Dinner with Colin


Dear Colin,

You don’t know me. I don’t know you. But I want to have you over for dinner. I make a mean pasta sauce with hand rolled meat balls. Lots of garlic. I would spend all day simmering my sauce and cleaning my house. I’d get out my good dishes and cloth napkins. The candles would be lit and I’d ask Alexa to play some nice jazz.

Honestly, none of that would matter though. You see, I merely want to listen to you. While I have a plethora of questions tumbling around in my head, I truly just want to listen.

I read it this week. The war poem penned by Francis Scott Key back in 1814. All four stanzas. I read it and reread it. I begged my mind to open up, my presuppositions to fall away and my emotions to stand down. I read Key’s own words and studied his cases as a prominent D.C. lawyer. I’ve spent days arguing with my inner self over this information.
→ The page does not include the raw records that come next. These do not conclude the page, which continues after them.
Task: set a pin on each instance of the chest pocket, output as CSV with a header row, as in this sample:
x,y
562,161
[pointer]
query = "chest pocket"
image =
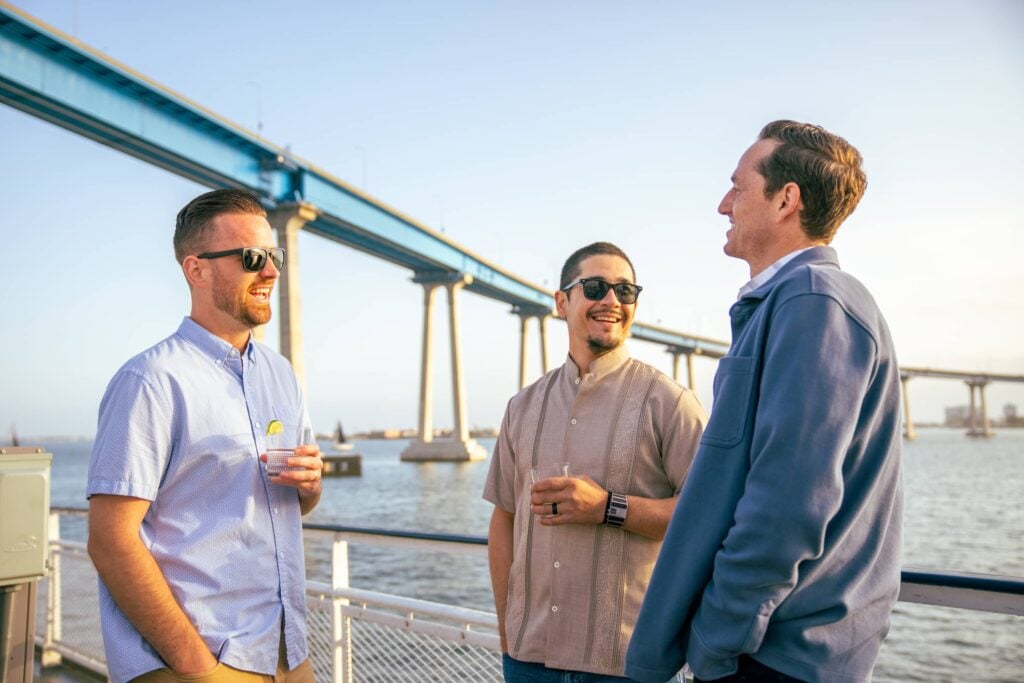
x,y
733,402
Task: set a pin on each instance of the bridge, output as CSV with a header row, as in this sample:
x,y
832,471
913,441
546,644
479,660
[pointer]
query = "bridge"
x,y
978,424
54,77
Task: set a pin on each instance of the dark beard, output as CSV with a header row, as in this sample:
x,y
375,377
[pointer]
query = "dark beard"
x,y
244,314
598,347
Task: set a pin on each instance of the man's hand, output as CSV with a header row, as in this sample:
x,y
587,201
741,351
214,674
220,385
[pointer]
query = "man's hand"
x,y
579,500
306,480
582,501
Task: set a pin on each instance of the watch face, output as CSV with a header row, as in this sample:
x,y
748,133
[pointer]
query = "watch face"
x,y
617,507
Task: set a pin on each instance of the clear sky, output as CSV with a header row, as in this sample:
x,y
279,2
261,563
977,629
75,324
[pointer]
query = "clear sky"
x,y
524,130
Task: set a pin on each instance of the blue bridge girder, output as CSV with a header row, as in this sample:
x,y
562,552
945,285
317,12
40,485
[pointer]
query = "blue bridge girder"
x,y
49,75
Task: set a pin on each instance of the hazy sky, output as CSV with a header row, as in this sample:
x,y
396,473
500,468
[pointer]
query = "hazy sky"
x,y
524,130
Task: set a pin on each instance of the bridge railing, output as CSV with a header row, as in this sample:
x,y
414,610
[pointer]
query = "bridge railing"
x,y
361,635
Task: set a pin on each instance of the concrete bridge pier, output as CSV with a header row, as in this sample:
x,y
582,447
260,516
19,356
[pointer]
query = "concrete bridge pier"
x,y
542,323
677,351
460,446
908,432
973,429
288,220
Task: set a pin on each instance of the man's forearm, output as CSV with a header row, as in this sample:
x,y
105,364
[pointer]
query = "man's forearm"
x,y
308,502
649,516
138,588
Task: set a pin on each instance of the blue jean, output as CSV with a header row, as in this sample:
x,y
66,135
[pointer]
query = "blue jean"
x,y
529,672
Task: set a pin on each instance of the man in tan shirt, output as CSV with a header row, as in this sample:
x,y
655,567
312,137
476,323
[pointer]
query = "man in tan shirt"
x,y
570,556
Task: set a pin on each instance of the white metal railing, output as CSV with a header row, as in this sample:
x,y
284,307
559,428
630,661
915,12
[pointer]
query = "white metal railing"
x,y
354,634
360,635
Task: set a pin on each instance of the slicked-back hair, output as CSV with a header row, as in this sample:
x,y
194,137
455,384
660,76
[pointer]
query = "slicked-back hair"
x,y
824,166
571,268
193,226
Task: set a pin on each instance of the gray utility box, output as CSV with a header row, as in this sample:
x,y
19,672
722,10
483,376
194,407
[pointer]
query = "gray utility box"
x,y
25,511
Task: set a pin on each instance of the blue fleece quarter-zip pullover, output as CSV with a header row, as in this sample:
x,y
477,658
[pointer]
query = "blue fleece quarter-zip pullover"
x,y
785,542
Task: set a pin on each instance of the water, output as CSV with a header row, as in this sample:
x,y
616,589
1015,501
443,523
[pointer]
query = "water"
x,y
964,513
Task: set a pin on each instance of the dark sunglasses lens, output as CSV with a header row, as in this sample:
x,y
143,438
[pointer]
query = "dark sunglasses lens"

I’ve also followed your story, your brave actions on behalf of marginalized Americans. You inspire me to listen. To ask, to seek, to cry.  I desperately want to see real change.

What can I do? I’m not famous, I’m not rich and I feel powerless. I’m just a regular white woman. Yet, I realize that sounds like a lame excuse. I want my cage rattled so the angry lioness will roar, not to attack with violence, but to speak with empathy and concern for my neighbors and friends.

I am so sorry. But I’m listening, reading, watching, poised to act. Why 400 years seems to never end. Why it just morphs into something else. When will we stop the rhetoric, set aside this absurd not-so-merry go round, and actively listen. How long is it going to take? How many more funerals do there have to be?

So, if you get this message, come on over. I promise to give you a genuine hug, an amazing meal, and two willing ears.

Yeah, I think we could be great friends.

May all your days be filled with hope, joy, and peace.